L’utilisation de cette voie d’abord a fait progresser de façon certaine la technique opératoire classique, grâce à la qualité de la vision anatomique qu’elle a apporté, à la précision et la miniaturisation des gestes de dissection et de suture qu’elle permet de réaliser. Les avantages de cette approche mini-traumatique sont rapidement devenus évidents pour le patient : diminution du saignement opératoire, simplicité des suites et réduction de la période de récupération, diminution de la douleur post-opératoire, , aspect esthétique …

Nos résultats histologiques montrent qu’avec un niveau d’expérience suffisant, le taux de marges lésionnelles peut être comparable à celui de la chirurgie ouverte. Il n’est apparu aucune complication spécifique à l’approche laparoscopique à type de récidives locales anormales ou de greffes tumorales sur sites de trocarts. En ce qui concerne les résultats fonctionnels, et plus spécifiquement la récupération érectile, il est difficile de garantir par voie laparoscopique de meilleurs résultats que la chirurgie ouverte, tant il est difficile de disposer d’études cliniques crédibles, comparatives, avec des résultats issus de questionnaires validés.Il peut simplement être avancé comme argument que le caractère plus minutieux et moins traumatisant de la dissection laparoscopique représente un facteur important de préservation des structures vasculo-nerveuses et de leur récupération fonctionnelle ultérieure.

La technique de prostatectomie radicale réalisée par voie laparoscopique a maintenant près de dix ans d’existence.

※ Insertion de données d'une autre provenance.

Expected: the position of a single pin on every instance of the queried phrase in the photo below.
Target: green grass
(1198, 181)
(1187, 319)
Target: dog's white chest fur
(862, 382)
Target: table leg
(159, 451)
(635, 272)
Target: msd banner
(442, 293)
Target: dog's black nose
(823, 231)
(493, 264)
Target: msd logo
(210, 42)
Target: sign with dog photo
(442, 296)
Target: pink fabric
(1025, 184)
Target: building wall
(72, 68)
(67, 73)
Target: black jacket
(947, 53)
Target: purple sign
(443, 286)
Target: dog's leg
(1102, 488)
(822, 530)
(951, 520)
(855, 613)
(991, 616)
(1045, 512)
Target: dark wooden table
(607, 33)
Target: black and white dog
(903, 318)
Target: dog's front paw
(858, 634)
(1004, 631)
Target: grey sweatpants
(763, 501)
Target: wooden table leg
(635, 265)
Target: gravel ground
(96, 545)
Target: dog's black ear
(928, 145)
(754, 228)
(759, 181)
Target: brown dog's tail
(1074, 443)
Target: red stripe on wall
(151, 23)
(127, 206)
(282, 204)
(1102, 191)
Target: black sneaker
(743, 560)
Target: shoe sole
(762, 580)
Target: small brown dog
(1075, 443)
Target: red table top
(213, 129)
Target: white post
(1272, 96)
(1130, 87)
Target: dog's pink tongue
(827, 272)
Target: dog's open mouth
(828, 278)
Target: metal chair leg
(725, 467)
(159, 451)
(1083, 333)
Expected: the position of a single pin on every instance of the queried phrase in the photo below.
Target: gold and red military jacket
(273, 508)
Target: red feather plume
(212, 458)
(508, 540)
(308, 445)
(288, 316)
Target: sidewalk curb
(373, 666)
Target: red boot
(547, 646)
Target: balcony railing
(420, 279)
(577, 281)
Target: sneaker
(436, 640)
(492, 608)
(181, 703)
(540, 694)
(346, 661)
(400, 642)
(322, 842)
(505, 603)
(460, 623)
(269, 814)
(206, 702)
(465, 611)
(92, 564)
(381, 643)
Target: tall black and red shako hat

Sa pratique par les équipes entraînées a permis d’en définir les grands principes, d’en présenter des variantes techniques, et de la faire aboutir à un niveau de qualité opératoire que l’on ne pensait plus pouvoir encore faire évoluer pour espérer en améliorer les résultats. Dans les années 2000, les systèmes de robotique opératoire font leur apparition et ce type d’assistance technique est proposé à l’urologie, avec une application possible à la prostatectomie radicale, essentiellement avec le système Da Vinci (Intuitive), maintenant seul existant sur le marché.

Présentation du système Da Vinci : mise en fonction

Le système, maintenant bien connu des urologues, est composé de trois éléments : L’unité opératoire, la console de commande et la colonne technique.

L’unité opératoire est constituée d’un axe central, fixé sur un plateau roulant que l’on place qu pied du patient et qui porte les quatre bras du système robotique : un bras central qui supporte l’optique et trois bras opérateurs sur lesquels sont placés différents types d’instruments possibles (crochet à dissection mono polaire, pince bipolaire, pince d’exposition, ciseaux, porte aiguille, …).

 

La console de commande est à distance de l’unité opératoire (dans la même salle d’intervention, ou dans une autre pièce). L’opérateur en situation assise place ses yeux sur le système binoculaire et « plonge » dans la cavité opératoire avec une vision en 3D. Il mobilise les instruments opérateurs et dirige l’optique par un geste combiné des commandes manuelles (joysticks) et des pédales aux pieds.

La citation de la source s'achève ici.